そんな教習車ですが、なかには遊び心が満載で一見変わったデザインの教習車もあります。
それが、滋賀県大津市にある「月の輪自動車学校」が導入している「学べる教習車」です。
教習車の車体に、「車線変更の3秒前に合図」「曲がるときは後輪を通すのがコツだよ!」などと、安全運転のコツがイラストとともに車体に記載されているのが特徴で、クルマそのものが運転について教えてくれます。
運転教本の1ページがクルマになったような教習車をイメージし、人気イラストレーターわかるさんの絵を使用することで、より伝わりやすく街を走っていてもかわいいデザインになるようにこだわって制作されています。
この「学べる教習車」の導入経緯について、月の輪自動車学校の担当者は次のように話しました。
「仮免許で路上練習。
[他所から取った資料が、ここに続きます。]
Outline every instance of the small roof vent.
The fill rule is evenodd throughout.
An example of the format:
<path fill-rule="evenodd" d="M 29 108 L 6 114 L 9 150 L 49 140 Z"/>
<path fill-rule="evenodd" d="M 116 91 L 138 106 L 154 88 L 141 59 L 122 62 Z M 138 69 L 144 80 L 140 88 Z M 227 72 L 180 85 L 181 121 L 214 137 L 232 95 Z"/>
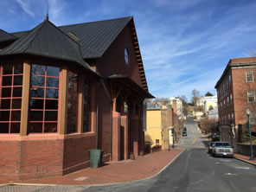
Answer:
<path fill-rule="evenodd" d="M 67 35 L 71 39 L 73 39 L 74 42 L 78 42 L 80 41 L 80 39 L 74 34 L 71 33 L 70 31 L 67 33 Z"/>

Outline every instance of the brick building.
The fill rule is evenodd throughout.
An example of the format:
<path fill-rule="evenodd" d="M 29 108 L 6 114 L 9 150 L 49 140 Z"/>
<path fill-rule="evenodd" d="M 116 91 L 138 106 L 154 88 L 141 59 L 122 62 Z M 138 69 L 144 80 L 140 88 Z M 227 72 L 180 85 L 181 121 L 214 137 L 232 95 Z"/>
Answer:
<path fill-rule="evenodd" d="M 247 108 L 252 112 L 252 131 L 256 132 L 255 74 L 255 57 L 231 59 L 215 85 L 221 140 L 233 145 L 239 140 L 238 133 L 246 131 Z"/>
<path fill-rule="evenodd" d="M 1 50 L 2 49 L 2 50 Z M 149 93 L 133 17 L 0 30 L 0 176 L 67 174 L 144 152 Z"/>

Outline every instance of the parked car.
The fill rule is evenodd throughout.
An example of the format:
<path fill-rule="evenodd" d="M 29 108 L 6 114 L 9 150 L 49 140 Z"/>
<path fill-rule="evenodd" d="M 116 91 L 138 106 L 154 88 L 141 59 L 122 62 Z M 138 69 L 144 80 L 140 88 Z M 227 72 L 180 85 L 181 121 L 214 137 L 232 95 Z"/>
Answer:
<path fill-rule="evenodd" d="M 216 132 L 213 133 L 212 141 L 220 141 L 220 135 Z"/>
<path fill-rule="evenodd" d="M 228 142 L 214 142 L 212 152 L 214 157 L 234 157 L 234 150 L 229 145 Z"/>
<path fill-rule="evenodd" d="M 208 154 L 212 154 L 214 145 L 214 142 L 212 141 L 208 143 Z"/>

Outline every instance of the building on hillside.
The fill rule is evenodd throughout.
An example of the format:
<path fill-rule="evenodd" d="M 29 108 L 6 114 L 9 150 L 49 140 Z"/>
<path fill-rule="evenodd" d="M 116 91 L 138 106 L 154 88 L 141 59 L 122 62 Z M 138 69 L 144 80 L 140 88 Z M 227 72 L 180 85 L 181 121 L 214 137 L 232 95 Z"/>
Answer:
<path fill-rule="evenodd" d="M 217 95 L 203 97 L 203 112 L 208 113 L 210 110 L 218 108 Z"/>
<path fill-rule="evenodd" d="M 162 150 L 169 149 L 173 142 L 178 142 L 181 137 L 181 125 L 176 109 L 159 107 L 150 104 L 146 111 L 145 142 L 150 144 L 150 148 L 161 146 Z M 168 129 L 173 129 L 170 137 Z"/>
<path fill-rule="evenodd" d="M 256 133 L 255 74 L 256 57 L 231 59 L 215 85 L 223 141 L 234 144 L 239 140 L 238 133 L 241 131 L 239 128 L 243 127 L 242 131 L 246 131 L 246 109 L 252 112 L 252 131 Z"/>
<path fill-rule="evenodd" d="M 0 176 L 60 176 L 144 154 L 149 93 L 132 16 L 0 30 Z"/>
<path fill-rule="evenodd" d="M 178 97 L 171 97 L 170 98 L 170 104 L 173 106 L 173 108 L 176 108 L 176 114 L 179 116 L 179 118 L 183 118 L 183 106 L 182 99 Z"/>
<path fill-rule="evenodd" d="M 207 117 L 208 119 L 219 119 L 219 111 L 218 108 L 214 108 L 208 112 Z"/>
<path fill-rule="evenodd" d="M 218 107 L 217 95 L 200 97 L 196 101 L 196 106 L 203 106 L 203 112 L 207 113 L 209 110 Z"/>

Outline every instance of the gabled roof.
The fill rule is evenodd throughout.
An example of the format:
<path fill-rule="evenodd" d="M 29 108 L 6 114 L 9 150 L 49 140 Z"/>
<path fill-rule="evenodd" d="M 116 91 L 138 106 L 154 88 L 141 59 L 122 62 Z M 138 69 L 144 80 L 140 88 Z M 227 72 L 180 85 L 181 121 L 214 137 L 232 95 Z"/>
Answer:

誰しも最初はみんな、ドキドキしながら公道を走ったはずです。
教習車は、そんな安全運転の初心を思い出す『リマインダー』かもしれません。
しかし、免許を取得して慣れてくると、運転が荒くなってしまうドライバーが多いのも現状です。
時には、悲しい交通事故が起こってしまうことが少なくありません。
街中を走る教習車は、そんな気持ちを改め『初心を振り返る』存在になれると考えました」
周囲の運転者に伝えたい安全運転のコツや、ドライバーが忘れがちな運転アドバイスを教習車にラッピングして走ることによって、少しでも交通事故防止や交通マナーの向上に役立てればという思いから制作を始めたそうです。
「学べる教習車」は、まだ慣れずにノロノロ運転をしている教習車を邪魔だなとイラっとするのではなく、免許を取ったときの「初心」を思い出してもらえる存在になって欲しいという願いが込められています。
■教習生の反応は?滋賀県からの表彰状も!
ユニークかつためになる「学べる教習車」ですが、教習生や地元の人からはどのような反応が寄せられたのでしょうか。
前出の担当者は次のように話しました。
「教習生からはかわいいという声をよく聞きます。
また、実際の教習で使用する際に、その時間に勉強する内容をクルマのデザインで見てもらってから乗車することもよくあります。
また、学べる教習車で教習中に信号待ちで指をさされる割合が増えました」
さらに、「わかりやすいイラストを用いて安全運転のコツなどをドアに描いた教習車両を活用するなど教習生のみならず多くの運転者に対して交通安全意識の高揚を図り、地域における交通安全教育センターとして交通事故防止に多大な貢献をされた」ということで、滋賀県警察本部の交通部長から感謝状が授与されたそうです。
「学べる教習車」は、珍しく目を引く見た目ですが、初心を思い出させ、安全運転を推奨するために大切な役割を果たしているのです。
また、このような個性的な教習車を導入している教習所は、月の輪自動車学校以外にも全国に何件か見受けられます。
例えば、静岡県富士宮市にある富士宮自動車学校では、オリジナルアニメキャラクターの「みやちゃん」をプリントしたクルマを使用しており、「痛車のようだ」と話題になりました。
他にも、佐賀県大町町の大町自動車学校は初音ミクが大きくプリントされた教習車を導入しています。